Regeneron and Alnylam Ink $1 Billion Eye and Central Nervous System R&D Deal
Regeneron Pharmaceuticals and Alnylam Pharmaceuticals announced a collaboration deal to discover, develop and commercialize treatments for the eye and central nervous system (CNS), as well as several targets expressed in the liver, utilizing RNA interference (RNAi).
Under the terms of the agreement, Regeneron is paying $400 million upfront to Alnylam and acquiring another $400 million in equity at a price per share of $90, or 4.44 million common shares. Alnylam will be eligible for up to another $200 million in milestone payments during early clinical development for the eye and CNS programs.
Alnylam plans to work exclusively with Regeneron to discover RNAi therapeutics for the two primary indications, eye and CNS diseases. Regeneron will lead development and marketing for programs that target the eye and Alnylam will be eligible for milestone payments and royalties. The two companies will work together to advance and alternate heading the CNS programs, with the lead group holding global development and commercial responsibility. For CNS programs, both companies will be able to participate equally in the other’s programs at the point of candidate selection.
Regeneron and Alnylam indicate they plan to advance programs directed to 30 targets, with many of them being advanced into clinical development during the initial five-year discovery period. That also includes an option to extend the partnership.
Regeneron will pay Alnylam $2.5 million in funding at the initiation of a program and another $2.5 million in annual discovery funding. This amounts to approximately $30 million in potential annual discovery funding to Alnylam.
“At Regeneron we believe the best use of our resources is to invest in potentially game-changing science that will yield innovative medicines for patients with serious diseases,” stated George D. Yancopoulos, Regeneron’s president and chief scientific officer. “This collaboration couples proven and emerging RNAi technology, which holds important promise in many diseases, with Regeneron’s world-leading genetics research and target discovery engine.”
Regeneron manufactures and markets Eylea for wet age-related macular degeneration (wet AMD), diabetic macular edema or diabetic retinopathy and macular edema, as well as Dupixent for atopic dermatitis. Alnylam markets Onpattro (patisiran) for the polyneuropathy caused by hATTR, an inherited, progressive disease caused by a genetic mutation that causes a buildup of misfolded transthyretin (TTR) protein.
The collaboration will leverage Regeneron’s expertise in genetic research. In addition to this deal, Regeneron is heading a consortium to sequence the DNA of 500,000 people in the UK. It will merge that expertise with Alnylam’s RNAi technology.

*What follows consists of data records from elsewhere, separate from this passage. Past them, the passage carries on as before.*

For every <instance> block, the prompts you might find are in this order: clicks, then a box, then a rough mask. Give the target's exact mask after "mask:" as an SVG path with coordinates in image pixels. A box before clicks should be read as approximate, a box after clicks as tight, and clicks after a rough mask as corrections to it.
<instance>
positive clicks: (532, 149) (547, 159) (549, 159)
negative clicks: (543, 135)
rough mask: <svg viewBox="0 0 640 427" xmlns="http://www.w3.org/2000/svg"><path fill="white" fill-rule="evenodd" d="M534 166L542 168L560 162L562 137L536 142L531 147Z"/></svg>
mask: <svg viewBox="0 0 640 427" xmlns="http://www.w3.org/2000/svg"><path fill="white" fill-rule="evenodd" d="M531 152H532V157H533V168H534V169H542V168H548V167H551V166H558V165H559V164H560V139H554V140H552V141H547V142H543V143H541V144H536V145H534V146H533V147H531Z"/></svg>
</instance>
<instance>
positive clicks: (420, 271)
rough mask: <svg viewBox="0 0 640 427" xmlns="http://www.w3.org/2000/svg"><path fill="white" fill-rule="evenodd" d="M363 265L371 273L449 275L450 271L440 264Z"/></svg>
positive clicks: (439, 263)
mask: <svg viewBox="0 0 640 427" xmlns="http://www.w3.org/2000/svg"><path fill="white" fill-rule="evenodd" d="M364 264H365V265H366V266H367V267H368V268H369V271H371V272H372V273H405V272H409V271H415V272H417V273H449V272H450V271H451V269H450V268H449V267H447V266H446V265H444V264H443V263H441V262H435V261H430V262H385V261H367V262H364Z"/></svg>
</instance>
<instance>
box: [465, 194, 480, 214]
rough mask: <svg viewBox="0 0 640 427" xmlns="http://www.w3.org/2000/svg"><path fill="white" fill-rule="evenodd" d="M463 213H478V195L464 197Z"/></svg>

“This new industry-leading alliance is aimed at realizing what we believe to be a significant opportunity for RNAi therapeutics as potentially transformative medicines for ocular and CNS diseases,” stated John Maraganore, Alnylam’s chief executive officer.

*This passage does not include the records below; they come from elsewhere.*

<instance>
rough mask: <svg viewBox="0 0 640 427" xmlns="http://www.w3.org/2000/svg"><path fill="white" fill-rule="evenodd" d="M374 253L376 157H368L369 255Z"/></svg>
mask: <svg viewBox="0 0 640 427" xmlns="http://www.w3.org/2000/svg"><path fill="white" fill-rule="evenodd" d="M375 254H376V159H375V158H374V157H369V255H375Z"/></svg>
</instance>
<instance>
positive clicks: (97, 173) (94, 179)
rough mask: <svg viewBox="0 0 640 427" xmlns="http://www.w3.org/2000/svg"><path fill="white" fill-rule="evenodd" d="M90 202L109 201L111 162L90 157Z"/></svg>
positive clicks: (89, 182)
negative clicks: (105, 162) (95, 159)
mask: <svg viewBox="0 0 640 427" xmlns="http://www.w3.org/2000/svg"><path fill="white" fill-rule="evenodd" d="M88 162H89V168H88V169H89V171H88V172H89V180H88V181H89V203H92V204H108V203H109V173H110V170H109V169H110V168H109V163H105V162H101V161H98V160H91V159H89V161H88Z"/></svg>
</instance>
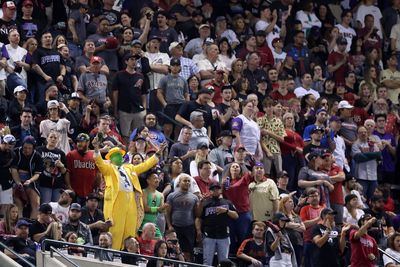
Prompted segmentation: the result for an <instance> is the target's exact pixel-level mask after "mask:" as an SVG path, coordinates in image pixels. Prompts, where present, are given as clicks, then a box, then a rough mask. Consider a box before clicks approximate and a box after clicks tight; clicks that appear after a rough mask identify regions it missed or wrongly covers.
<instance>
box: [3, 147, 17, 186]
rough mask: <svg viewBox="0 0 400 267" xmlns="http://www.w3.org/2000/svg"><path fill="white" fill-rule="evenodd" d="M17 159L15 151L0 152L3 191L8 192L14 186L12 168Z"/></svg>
mask: <svg viewBox="0 0 400 267" xmlns="http://www.w3.org/2000/svg"><path fill="white" fill-rule="evenodd" d="M14 157H15V153H14V151H9V152H6V151H2V150H0V185H1V187H2V190H7V189H9V188H11V186H12V181H13V179H12V176H11V172H10V166H11V163H12V162H13V158H14Z"/></svg>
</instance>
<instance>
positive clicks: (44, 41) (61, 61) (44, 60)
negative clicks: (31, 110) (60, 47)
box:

He went on to say, “Importantly, the alliance structure enables Alnylam to continue to build its industry-leading pipeline of RNAi therapeutics while retaining significant product rights. In addition, the near-term payments under this new agreement will strengthen Alnylam’s balance sheet with over $2 billion in pro forma cash upon closing of the transaction, supporting our global efforts to develop and commercialize multiple products as potentially breakthrough medicines and advance our profile toward sustainable profitability.”
The liver part of the partnership will include evaluating anti-C5 antibody-siRNA combos for C5 complement-mediated diseases. Part of these programs will involve studying Regeneron’s pozelimab (REGN3918), currently in Phase I, with Alnylam’s cemdisiran, currently in Phase II. Alnylam will keep control of cemdisiran monotherapy development. Regeneron will lead combination development.
The two companies will equally split investment and potential future profits on the monotherapy program. Alnylam will receive royalties on any possible combination products that get commercialized. In the other liver programs, the two companies will alternate leading them and equally split any profits.
They will also continue their previously-announced partnership to identify RNAi therapeutics for nonalcoholic steatohepatitis (NASH), a disease of the liver.
Yancopoulos told STAT, “It’s about the future, and it’s about synergies. We’re not going to be making the standard deals where the companies are just hoping to acquire an asset. We’re going to do the opposite. We’re looking for people with which we can do greater things together.”